Le socialisme français prend place dans le mouvement ouvrier né au XIXème siècle, qui dénonce le capitalisme et cherche à assurer une répartition plus égale des richesses. Les “Lumières” et la Révolution Française lui donnent un premier ferment : Rousseau émet déjà une sérieuse critique de la propriété privée mais les idées proprement socialistes apparaissent comme telles au cours de la première moitié du XIXème siècle. La «conjuration des égaux» de Buenarotti relate le programme de Gracchus Babeuf (1760-1797) et des insurgés jacobins, exécutés en 1797.
DES HISTOIRES POLITIQUES CONCURRENTES ET COMPLEXES
Sous l’Empire et la Restauration, c’est l’époque des Socialistes “utopiques” qui vont exercer une influence sur les ouvriers-artisans, mais sans jamais envisager les moyens de faire aboutir concrètement leur réflexion... À l’exception d’Étienne Cabet (1788-1856) qui envisage un Etat Communiste autoritaire, où les libertés individuelles sont bannies, tous les penseurs socialistes du temps tentent de conjuguer intervention de l’État et liberté.

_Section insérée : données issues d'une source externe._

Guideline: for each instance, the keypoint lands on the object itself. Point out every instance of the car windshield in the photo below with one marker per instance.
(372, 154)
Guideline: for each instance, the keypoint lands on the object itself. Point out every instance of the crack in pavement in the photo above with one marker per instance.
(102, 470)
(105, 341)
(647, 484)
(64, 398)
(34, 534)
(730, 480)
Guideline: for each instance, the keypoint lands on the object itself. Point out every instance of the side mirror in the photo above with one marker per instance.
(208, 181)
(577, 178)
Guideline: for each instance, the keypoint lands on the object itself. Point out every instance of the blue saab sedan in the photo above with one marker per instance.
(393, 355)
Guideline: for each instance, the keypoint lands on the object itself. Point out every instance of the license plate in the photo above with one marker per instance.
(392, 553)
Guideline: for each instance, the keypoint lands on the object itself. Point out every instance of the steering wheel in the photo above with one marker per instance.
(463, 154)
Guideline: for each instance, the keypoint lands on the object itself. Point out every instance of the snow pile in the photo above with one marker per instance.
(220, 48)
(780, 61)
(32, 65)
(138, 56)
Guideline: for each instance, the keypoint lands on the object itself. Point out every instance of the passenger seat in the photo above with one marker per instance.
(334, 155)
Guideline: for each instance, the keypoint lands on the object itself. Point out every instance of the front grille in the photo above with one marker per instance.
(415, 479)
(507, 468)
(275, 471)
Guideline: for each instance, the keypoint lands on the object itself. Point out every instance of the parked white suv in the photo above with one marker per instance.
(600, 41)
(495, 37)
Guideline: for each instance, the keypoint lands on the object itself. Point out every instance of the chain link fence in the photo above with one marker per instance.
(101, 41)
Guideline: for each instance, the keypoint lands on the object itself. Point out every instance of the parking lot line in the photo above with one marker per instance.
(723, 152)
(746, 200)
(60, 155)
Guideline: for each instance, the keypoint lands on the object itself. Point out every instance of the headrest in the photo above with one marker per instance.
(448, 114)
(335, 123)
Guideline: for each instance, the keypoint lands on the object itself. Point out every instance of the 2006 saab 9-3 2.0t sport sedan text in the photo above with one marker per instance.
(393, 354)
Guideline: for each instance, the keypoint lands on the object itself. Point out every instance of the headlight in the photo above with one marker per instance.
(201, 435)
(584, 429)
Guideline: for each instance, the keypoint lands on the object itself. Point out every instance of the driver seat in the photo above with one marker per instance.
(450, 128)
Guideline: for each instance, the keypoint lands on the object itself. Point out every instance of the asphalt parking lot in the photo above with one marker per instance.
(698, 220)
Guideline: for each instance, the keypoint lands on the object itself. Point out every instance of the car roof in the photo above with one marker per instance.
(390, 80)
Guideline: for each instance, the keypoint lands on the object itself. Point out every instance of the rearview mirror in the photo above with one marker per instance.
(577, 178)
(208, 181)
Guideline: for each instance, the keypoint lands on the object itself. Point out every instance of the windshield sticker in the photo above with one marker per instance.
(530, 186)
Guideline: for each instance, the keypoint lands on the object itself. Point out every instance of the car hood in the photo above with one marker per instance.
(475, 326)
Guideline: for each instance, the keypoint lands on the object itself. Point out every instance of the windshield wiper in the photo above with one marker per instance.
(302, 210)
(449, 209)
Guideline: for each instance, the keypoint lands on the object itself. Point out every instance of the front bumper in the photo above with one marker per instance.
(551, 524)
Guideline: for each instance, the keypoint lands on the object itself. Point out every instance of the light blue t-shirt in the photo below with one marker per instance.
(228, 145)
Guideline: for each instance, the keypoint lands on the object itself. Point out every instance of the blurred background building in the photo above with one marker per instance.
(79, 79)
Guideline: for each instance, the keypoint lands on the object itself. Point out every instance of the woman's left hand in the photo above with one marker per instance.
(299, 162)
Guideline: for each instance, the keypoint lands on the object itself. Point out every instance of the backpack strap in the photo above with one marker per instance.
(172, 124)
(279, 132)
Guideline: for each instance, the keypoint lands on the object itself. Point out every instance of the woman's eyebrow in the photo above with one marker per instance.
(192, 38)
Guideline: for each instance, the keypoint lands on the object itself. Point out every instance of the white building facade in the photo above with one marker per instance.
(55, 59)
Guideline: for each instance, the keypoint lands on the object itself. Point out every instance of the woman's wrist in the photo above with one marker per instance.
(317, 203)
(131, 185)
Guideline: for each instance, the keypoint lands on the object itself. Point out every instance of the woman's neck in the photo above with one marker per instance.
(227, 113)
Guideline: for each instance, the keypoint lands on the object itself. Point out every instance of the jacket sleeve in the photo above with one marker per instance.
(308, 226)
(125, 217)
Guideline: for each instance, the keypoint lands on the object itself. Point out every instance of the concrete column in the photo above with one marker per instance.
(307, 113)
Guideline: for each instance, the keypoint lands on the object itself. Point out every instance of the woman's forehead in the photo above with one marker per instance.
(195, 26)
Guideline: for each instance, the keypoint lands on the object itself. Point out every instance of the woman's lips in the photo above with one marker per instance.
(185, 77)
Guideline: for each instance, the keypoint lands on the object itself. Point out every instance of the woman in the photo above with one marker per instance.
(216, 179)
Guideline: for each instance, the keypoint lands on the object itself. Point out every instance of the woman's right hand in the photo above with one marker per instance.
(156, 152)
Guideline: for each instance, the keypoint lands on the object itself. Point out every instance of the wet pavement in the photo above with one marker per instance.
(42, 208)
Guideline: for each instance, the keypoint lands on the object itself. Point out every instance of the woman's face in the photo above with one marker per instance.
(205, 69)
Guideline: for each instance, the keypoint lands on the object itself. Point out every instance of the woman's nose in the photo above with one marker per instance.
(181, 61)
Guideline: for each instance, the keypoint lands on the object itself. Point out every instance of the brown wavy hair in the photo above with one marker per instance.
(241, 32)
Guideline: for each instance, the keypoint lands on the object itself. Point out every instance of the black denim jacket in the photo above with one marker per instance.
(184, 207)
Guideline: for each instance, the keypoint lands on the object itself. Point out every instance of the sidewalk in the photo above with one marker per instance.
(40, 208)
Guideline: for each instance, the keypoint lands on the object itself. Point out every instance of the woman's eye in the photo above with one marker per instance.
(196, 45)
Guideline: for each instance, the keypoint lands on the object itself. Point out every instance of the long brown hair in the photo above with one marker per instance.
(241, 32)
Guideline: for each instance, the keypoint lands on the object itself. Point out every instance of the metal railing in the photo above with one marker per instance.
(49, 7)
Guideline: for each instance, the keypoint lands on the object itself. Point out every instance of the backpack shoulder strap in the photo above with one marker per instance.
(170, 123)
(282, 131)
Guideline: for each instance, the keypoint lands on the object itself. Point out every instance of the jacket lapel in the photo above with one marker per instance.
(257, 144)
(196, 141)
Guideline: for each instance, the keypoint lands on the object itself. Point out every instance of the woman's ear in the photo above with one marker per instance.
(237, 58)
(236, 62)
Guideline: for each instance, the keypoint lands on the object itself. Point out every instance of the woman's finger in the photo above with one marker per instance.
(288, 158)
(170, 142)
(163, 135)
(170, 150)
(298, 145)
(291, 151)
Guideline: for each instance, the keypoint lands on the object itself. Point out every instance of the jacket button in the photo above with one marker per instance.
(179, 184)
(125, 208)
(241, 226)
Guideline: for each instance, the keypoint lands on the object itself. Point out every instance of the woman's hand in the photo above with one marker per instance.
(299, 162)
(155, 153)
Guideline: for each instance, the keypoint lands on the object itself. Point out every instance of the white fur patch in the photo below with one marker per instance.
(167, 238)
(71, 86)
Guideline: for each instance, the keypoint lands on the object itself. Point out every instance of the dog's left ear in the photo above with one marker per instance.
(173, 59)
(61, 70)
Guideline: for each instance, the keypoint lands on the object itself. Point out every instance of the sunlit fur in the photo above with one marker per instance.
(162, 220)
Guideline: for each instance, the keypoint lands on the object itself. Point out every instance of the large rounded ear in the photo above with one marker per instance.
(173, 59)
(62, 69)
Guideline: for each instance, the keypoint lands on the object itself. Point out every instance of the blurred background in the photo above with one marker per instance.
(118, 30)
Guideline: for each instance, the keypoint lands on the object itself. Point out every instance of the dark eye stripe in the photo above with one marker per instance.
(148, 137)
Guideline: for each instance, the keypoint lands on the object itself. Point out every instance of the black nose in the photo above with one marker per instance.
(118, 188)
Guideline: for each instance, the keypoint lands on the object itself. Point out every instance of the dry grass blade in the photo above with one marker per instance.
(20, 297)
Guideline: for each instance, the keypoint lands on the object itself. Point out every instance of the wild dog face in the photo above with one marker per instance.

Henri de Saint-Simon (1760-1825), noble français, développe le thème de la solidarité sociale et de l’Etat régulateur, il inspirera les premières coopératives ouvrières. Charles Fourier (1772-1837), horloger ruiné, imagine les phalanstères, communautés autonomes assumant toutes les fonctions de la société, il ne condamne pas le capital en lui-même, et si sa réflexion porte en elle un fort courant pour la libération des mœurs, il faut signaler l’antisémitisme qui anime sa haine du “commerce”. Robert Owen (1771-1858), industriel britannique, insiste moins sur l’Etat que sur la nécessité des coopératives...
La génération suivante approfondie encore le débat. Louis Blanc (1811-1882) réclame la nationalisation des grands moyens de production pour contrôler l’économie, et un État qui assure la protection sociale et une législation du travail. Pierre-Joseph Proudhon (1809-1865), ouvrier imprimeur, théorise une société de petits producteurs indépendants, substituant à l’État des associations professionnelles et communales, opposant à une société commandée autoritairement une fédération sur libre consentement de la base. Flora Tristan (1803-1844), féministe et socialiste, propose de constituer en 1843 une Union ouvrière universelle pour obtenir le droit au travail et l’organisation du travail.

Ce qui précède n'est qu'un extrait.